We started before my husband died, so it has been nearly a decade. We informed each of our grown children, to pass on to our grandkids, that we would no longer give them gifts for Christmas. It is, after all, Jesus’ birthday, not theirs. Instead, we shopped at gift catalogues that we received in the mail and sent money to an overseas ministry, in honor of each of our four families.
It was really a delightful exercise – trying to match the gift to some aspect of our children’s families. Kitchen equipment, school supplies, infant outfits and food, sports equipment, the options we chose from were many. We presented each family unit with a card and message telling them of our actions and wishing them a Christ-filled holiday time.
Now, I have to admit, I usually assemble small gifts that help fill the stockings on Christmas morning, but these cost very little and don’t come with my name attached. I encourage my families to consider ways they can invest in bringing cheer to others less fortunate than they are. Putting together a Christmas Shoebox in November is a great way to go.
But there is no end of ways we can involve our kids in deliberate acts of kindness. Here are a few of my favorites.

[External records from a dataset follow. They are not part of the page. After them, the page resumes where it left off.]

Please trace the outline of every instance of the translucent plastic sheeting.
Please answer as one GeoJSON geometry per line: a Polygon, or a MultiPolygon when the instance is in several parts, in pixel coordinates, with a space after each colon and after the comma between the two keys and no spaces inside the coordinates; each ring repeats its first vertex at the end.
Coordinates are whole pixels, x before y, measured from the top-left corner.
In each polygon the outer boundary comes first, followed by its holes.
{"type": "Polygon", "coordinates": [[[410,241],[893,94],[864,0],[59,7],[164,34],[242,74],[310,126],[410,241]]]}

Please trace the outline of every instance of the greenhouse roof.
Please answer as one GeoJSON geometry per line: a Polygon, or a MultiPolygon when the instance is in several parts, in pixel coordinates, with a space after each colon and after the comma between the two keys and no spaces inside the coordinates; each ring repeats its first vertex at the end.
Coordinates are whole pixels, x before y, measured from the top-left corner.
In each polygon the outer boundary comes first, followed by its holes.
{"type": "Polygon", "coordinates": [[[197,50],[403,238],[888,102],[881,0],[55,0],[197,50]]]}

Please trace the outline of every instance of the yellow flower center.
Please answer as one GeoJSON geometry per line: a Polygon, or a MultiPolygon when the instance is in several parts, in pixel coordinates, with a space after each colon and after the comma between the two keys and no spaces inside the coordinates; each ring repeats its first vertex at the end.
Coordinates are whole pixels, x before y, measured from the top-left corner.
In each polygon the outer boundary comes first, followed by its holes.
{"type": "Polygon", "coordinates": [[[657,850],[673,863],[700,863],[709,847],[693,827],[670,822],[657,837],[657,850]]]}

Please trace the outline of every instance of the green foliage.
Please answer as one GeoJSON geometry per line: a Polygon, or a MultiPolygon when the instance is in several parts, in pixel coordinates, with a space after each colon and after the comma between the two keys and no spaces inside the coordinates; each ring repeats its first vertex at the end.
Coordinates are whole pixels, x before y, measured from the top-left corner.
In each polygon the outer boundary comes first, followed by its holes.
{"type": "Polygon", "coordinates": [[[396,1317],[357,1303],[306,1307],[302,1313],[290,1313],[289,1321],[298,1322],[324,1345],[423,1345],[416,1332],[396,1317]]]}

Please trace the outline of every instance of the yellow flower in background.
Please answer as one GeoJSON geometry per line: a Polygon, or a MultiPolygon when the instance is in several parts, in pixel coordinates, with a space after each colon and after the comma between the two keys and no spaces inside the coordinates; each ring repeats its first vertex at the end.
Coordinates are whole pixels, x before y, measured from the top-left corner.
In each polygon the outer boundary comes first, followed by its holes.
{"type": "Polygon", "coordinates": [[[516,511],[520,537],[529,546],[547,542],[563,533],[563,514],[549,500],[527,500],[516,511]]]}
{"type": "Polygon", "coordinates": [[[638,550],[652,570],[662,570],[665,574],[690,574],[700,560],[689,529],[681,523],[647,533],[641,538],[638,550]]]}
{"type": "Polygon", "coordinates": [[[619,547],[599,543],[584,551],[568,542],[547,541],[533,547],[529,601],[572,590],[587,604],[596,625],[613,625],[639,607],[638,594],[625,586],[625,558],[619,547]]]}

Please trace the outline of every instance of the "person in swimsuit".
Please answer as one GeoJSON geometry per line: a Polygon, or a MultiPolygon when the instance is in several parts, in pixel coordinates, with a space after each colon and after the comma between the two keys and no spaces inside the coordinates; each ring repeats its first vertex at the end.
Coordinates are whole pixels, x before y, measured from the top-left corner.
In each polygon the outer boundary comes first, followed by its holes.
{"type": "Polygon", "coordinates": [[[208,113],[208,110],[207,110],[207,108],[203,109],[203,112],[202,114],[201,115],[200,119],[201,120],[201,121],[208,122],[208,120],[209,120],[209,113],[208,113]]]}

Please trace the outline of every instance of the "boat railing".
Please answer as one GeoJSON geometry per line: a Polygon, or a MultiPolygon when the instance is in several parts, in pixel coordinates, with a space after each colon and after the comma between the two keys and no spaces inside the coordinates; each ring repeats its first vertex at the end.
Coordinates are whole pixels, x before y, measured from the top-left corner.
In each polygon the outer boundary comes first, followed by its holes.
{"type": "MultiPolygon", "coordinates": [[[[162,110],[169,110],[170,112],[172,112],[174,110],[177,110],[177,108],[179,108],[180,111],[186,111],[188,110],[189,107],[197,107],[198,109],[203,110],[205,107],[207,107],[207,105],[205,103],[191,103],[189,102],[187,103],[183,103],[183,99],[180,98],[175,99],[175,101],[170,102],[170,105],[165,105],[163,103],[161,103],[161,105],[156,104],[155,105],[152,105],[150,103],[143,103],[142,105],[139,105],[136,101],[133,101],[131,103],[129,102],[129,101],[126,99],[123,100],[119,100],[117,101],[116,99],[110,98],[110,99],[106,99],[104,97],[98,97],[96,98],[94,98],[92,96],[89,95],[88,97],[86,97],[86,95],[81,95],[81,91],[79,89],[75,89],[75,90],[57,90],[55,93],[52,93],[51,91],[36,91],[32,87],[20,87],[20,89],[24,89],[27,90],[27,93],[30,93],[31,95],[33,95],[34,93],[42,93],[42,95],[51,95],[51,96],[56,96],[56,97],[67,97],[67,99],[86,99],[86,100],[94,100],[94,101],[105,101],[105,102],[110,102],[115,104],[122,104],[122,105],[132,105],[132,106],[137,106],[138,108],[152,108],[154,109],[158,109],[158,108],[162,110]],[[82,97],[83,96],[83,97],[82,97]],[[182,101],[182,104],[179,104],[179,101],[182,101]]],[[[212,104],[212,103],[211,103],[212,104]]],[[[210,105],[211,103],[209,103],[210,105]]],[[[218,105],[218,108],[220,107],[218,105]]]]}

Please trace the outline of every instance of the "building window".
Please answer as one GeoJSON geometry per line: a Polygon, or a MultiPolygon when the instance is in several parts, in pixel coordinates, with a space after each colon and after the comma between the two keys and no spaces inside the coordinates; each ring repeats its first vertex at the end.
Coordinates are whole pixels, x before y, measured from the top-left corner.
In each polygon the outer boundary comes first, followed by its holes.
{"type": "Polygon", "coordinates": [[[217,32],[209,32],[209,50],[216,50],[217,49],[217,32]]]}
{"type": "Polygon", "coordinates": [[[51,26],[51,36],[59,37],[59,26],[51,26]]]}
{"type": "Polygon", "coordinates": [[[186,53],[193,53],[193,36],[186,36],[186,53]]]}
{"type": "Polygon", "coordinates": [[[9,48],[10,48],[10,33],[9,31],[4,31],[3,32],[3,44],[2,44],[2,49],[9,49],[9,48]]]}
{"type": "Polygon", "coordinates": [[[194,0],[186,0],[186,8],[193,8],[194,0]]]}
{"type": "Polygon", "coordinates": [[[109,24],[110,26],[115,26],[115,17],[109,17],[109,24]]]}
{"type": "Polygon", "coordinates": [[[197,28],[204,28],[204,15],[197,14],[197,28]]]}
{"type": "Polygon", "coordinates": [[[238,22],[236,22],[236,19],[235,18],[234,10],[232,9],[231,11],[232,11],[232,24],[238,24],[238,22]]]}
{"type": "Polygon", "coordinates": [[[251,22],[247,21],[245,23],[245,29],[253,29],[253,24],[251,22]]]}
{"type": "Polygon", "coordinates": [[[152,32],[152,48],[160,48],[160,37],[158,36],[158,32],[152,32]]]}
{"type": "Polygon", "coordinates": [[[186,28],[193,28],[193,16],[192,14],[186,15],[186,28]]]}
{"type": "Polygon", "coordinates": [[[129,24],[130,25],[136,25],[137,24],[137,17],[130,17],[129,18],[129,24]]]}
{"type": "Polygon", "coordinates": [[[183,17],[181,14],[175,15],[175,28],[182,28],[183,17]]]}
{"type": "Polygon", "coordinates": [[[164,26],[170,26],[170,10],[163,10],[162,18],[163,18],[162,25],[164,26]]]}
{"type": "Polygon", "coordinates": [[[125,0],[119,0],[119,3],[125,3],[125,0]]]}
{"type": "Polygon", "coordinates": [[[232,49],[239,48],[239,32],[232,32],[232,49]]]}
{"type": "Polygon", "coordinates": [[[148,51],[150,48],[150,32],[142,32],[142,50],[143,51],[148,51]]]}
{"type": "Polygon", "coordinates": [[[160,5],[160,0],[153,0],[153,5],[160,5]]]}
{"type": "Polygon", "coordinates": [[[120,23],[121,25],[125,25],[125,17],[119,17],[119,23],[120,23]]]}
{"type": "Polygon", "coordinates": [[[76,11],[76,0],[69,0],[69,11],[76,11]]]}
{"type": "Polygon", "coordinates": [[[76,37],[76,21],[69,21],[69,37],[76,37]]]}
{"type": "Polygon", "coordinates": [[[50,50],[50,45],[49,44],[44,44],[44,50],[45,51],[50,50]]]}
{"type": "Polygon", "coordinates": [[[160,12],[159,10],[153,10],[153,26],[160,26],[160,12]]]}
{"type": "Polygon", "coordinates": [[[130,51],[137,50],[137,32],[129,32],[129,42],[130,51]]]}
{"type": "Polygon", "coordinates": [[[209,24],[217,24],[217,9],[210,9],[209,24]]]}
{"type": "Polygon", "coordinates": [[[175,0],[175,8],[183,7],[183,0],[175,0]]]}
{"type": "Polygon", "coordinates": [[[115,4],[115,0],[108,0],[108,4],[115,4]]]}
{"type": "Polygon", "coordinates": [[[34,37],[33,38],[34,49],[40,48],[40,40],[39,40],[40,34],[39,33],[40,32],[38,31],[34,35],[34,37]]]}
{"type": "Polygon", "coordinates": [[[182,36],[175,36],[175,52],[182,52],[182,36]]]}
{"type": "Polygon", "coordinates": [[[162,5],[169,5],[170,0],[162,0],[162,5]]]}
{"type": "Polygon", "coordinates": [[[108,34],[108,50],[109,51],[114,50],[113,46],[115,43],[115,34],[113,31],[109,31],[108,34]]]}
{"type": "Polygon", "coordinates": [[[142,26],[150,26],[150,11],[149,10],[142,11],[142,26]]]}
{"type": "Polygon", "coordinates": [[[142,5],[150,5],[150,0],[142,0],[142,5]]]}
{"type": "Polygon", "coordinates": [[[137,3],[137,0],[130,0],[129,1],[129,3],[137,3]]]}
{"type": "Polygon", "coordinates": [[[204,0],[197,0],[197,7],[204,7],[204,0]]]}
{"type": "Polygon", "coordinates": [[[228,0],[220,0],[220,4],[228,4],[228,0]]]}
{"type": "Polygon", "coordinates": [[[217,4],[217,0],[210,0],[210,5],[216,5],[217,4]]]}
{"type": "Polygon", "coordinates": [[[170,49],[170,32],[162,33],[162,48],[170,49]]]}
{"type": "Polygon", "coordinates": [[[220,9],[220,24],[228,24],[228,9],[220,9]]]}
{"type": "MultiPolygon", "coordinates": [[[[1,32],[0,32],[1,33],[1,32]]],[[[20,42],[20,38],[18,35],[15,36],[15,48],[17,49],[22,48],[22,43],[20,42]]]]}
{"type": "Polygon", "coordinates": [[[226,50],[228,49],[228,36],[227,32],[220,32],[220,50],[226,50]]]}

- Take a weekend afternoon and help kids do a comprehensive sweep of their toys. Encourage them to single out items that are truly precious to them and set these apart. Help them bring together all the parts for those toys that come with many pieces. Then, help them decide on items that are complete, and still “new” enough to bless another child, and set these aside. Let kids enjoy gift wrapping the toys. Older kids can write Christmas card messages to the recipient. Find a ministry that will welcome these gifts. Deliver them, with the kids, if possible – either to the ministry, or to the family who will receive them. Draw children into a prayer time for the kids destined to receive these gifts.
- When you choose a Christmas project where you simply give money, find ways for children to earn the money that they contribute to the total sum needed.
- Take another block of time, and help children make simple holiday favors, cards, or edible items and then prayerfully decide who will receive them. Whenever possible, let kids be part of the delivery experience.
- Scan the missionary literature you receive until you find a child that your family can adopt for Christmas. Present the child by her (his) name and a little of her location and circumstances. Find a way to post the picture or drawing of the child-in-focus somewhere that’s easily seen. Maybe make room on your refrigerator? Include kids in a circle of love by praying regularly for that adopted child.